Three months later they were back on another world tour. From about 1992 onwards the band have more openly acknowledged their musical debt to Gary Numan. Nowadays they always include one or two Numan songs in their live sets, and they continually namecheck him in interviews. Alvin believes that it is his duty to ensure that the band's idol shares in some of their success, though not in any financial or legally binding sense. This attitude seems to have rubbed off, and artists now seem to be queuing up to pay homage to the electronic pioneer, creating a media buzz which has raised his profile enormously without actually improving his record sales one iota.
One of the interesting aspects of this Numan resurgence has been the plethora of tribute albums which has emerged. To date there have been 357 tribute albums of which the author is aware, though this morning's post hasn't yet arrived and that figure is likely to increase significantly by lunchtime. On the whole, the Chipmunks have not been overly impressed with these albums. They feel that not enough really big name stars have contributed, and also that some of the albums were simply shit, so they decided to remedy the situation by recording their own double album tribute. The songs of Gary Numan, given that inimitible Chipmunks treatment - what more could any discerning music fan crave?
(extracted from the "Replicas Rodento" sleeve notes, by Steve Malins' pet gerbil)
The first hurdle was the band's label, Vermin Records. Alvin pitched the concept to their CEO, Miles Behind, pointing out that every other label in the world was releasing a Numan tribute, compilation or reissue album, so there must be money in it. Vermin were impressed with his analysis and agreed to underwrite the album, provided that Cars was included.

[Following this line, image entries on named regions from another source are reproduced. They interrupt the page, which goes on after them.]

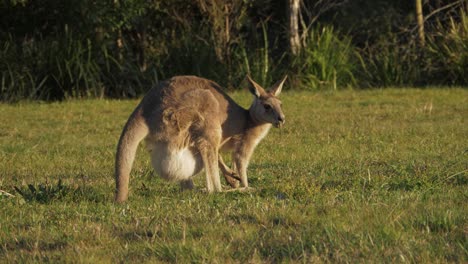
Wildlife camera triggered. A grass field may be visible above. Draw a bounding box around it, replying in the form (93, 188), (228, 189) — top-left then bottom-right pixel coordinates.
(0, 89), (468, 263)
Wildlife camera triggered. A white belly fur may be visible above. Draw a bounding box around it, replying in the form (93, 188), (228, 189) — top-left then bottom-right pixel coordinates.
(151, 143), (203, 181)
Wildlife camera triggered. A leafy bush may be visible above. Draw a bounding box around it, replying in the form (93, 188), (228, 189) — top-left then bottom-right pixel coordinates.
(427, 11), (468, 85)
(293, 27), (356, 90)
(358, 34), (421, 87)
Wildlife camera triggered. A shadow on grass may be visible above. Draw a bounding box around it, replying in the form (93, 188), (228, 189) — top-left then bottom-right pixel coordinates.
(14, 180), (107, 204)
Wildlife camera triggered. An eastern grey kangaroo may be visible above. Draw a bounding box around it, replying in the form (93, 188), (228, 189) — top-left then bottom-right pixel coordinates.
(115, 76), (287, 202)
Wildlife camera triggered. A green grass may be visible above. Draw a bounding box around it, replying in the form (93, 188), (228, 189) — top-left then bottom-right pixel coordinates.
(0, 89), (468, 263)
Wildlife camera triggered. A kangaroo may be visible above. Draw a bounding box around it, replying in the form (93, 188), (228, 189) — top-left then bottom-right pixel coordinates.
(115, 76), (287, 202)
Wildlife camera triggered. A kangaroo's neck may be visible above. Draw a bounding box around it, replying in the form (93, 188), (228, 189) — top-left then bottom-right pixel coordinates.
(244, 109), (271, 146)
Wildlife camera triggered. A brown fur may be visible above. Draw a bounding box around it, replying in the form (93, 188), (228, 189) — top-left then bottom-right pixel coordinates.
(115, 76), (286, 202)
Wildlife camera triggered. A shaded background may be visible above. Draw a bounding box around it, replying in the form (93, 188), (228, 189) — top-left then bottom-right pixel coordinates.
(0, 0), (468, 101)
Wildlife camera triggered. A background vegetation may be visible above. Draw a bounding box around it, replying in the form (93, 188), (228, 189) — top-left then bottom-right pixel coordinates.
(0, 89), (468, 263)
(0, 0), (468, 101)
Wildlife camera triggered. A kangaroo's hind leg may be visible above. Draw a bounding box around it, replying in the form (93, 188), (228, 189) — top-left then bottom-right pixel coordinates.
(218, 155), (241, 188)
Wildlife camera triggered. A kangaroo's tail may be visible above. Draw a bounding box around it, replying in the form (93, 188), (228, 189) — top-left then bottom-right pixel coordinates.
(115, 107), (149, 203)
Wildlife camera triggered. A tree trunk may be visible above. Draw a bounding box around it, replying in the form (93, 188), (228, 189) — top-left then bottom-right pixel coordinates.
(288, 0), (301, 55)
(415, 0), (426, 47)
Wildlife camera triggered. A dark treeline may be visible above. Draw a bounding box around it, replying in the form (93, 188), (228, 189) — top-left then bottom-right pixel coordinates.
(0, 0), (468, 101)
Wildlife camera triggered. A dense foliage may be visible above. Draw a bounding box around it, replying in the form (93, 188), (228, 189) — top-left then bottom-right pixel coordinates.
(0, 0), (468, 101)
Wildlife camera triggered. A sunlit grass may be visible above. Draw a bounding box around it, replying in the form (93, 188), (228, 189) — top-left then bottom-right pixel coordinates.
(0, 89), (468, 263)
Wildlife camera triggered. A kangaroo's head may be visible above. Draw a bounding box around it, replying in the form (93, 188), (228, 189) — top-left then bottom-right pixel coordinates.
(247, 76), (287, 127)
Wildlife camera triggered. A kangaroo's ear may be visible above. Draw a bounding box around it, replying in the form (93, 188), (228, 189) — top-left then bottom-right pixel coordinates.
(269, 75), (288, 96)
(247, 75), (265, 97)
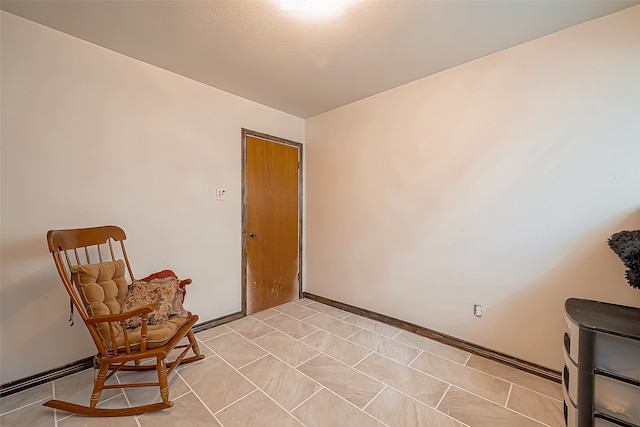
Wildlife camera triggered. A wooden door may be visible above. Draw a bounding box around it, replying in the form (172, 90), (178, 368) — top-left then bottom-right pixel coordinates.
(243, 131), (302, 314)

The next part was more difficult : track selection. The initial concept was for a single album, but the band found that even after ruthless culling they were still left with 120 songs which they considered to be essential inclusions. Theodore suggested that they should record them all, see which ones sounded really good, leave those ones out and put the rest on the album. Simon argued that whilst Theodore's approach seemed to be the one used on several other tribute albums, it just wasn't consistent with the Chipmunks' reputation for quality music. After much discussion they whittled the list down to 32 tracks and decided to release the tribute as a double CD.

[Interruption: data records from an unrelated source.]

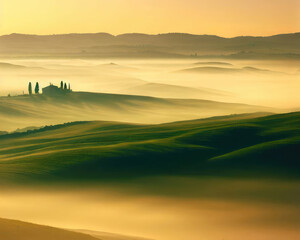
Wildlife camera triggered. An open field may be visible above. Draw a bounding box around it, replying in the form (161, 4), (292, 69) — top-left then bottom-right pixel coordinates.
(0, 113), (300, 181)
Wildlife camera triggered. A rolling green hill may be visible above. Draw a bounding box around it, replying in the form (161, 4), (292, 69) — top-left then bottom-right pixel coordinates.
(0, 218), (99, 240)
(0, 112), (300, 181)
(0, 92), (276, 131)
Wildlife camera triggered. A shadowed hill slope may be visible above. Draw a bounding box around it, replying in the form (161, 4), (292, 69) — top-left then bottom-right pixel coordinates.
(0, 112), (300, 181)
(0, 218), (99, 240)
(0, 92), (274, 131)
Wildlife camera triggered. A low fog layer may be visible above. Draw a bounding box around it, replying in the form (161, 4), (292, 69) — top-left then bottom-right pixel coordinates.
(0, 59), (300, 108)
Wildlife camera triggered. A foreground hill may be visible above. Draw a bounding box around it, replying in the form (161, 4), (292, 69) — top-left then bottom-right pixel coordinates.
(0, 218), (146, 240)
(0, 218), (99, 240)
(0, 92), (274, 131)
(0, 112), (300, 181)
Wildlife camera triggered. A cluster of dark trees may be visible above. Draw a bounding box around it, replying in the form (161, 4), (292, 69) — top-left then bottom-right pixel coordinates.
(28, 82), (40, 95)
(60, 81), (71, 91)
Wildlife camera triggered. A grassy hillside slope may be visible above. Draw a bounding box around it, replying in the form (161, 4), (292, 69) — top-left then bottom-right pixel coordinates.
(0, 112), (300, 181)
(0, 92), (274, 131)
(0, 218), (99, 240)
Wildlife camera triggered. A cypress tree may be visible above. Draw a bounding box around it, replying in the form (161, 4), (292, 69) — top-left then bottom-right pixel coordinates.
(34, 82), (40, 94)
(28, 82), (32, 95)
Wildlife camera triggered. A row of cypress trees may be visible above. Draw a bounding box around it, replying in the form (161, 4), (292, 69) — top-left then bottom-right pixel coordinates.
(28, 82), (40, 95)
(60, 81), (71, 91)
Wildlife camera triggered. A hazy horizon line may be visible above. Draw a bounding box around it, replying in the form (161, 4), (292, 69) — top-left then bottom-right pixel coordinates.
(0, 30), (300, 39)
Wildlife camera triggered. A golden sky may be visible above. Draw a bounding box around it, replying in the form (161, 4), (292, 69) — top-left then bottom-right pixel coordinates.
(0, 0), (300, 37)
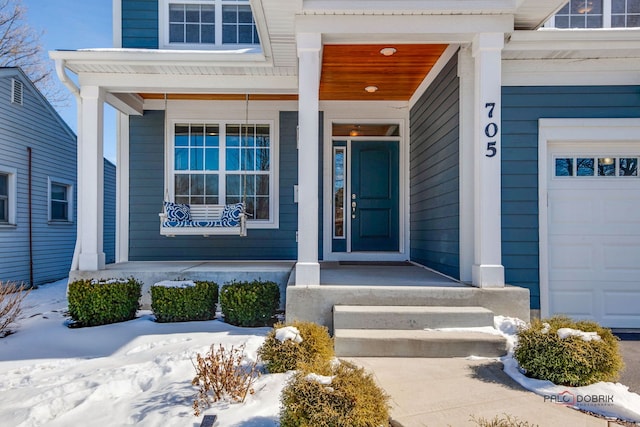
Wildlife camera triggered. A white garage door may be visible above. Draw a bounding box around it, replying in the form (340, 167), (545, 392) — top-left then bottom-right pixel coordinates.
(547, 149), (640, 328)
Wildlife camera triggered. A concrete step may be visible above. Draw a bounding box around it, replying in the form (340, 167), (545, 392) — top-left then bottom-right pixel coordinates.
(334, 329), (507, 358)
(333, 305), (493, 329)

After the track selection problems, the recording sessions went remarkably smoothly. A substantial amount of money was budgeted for studio time, to ensure that the album had the highest possible production values. In all, the band spent a total of three afternoons recording and almost 20 minutes mixing the tracks - far more than they had ever done before. It was gruelling, but it has proved to be worth it. From the familiar electropop of Cars to the more obscure chipPunk thrash of Out of Sight every single track is a killer. Your Fascination is brought to life, possibly for the first time ever, and Emotion gets the treatment it well and truly deserves. In addition, three live tracks have made it onto the album. These songs were recorded on the Chipmunks' latest world tour, and are included to demonstrate the real power Gary Numan's music possesses when it's performed live by a group of inspired squirrels. This isn't a band covering Numan songs to make a quick buck, at least not entirely, this is a band reconstructing Numan songs and taking them to a higher cosmic plane. A true album for the new millenium, this is Replicas Rodento
Recording The 1930's Rust for Replicas Rodento.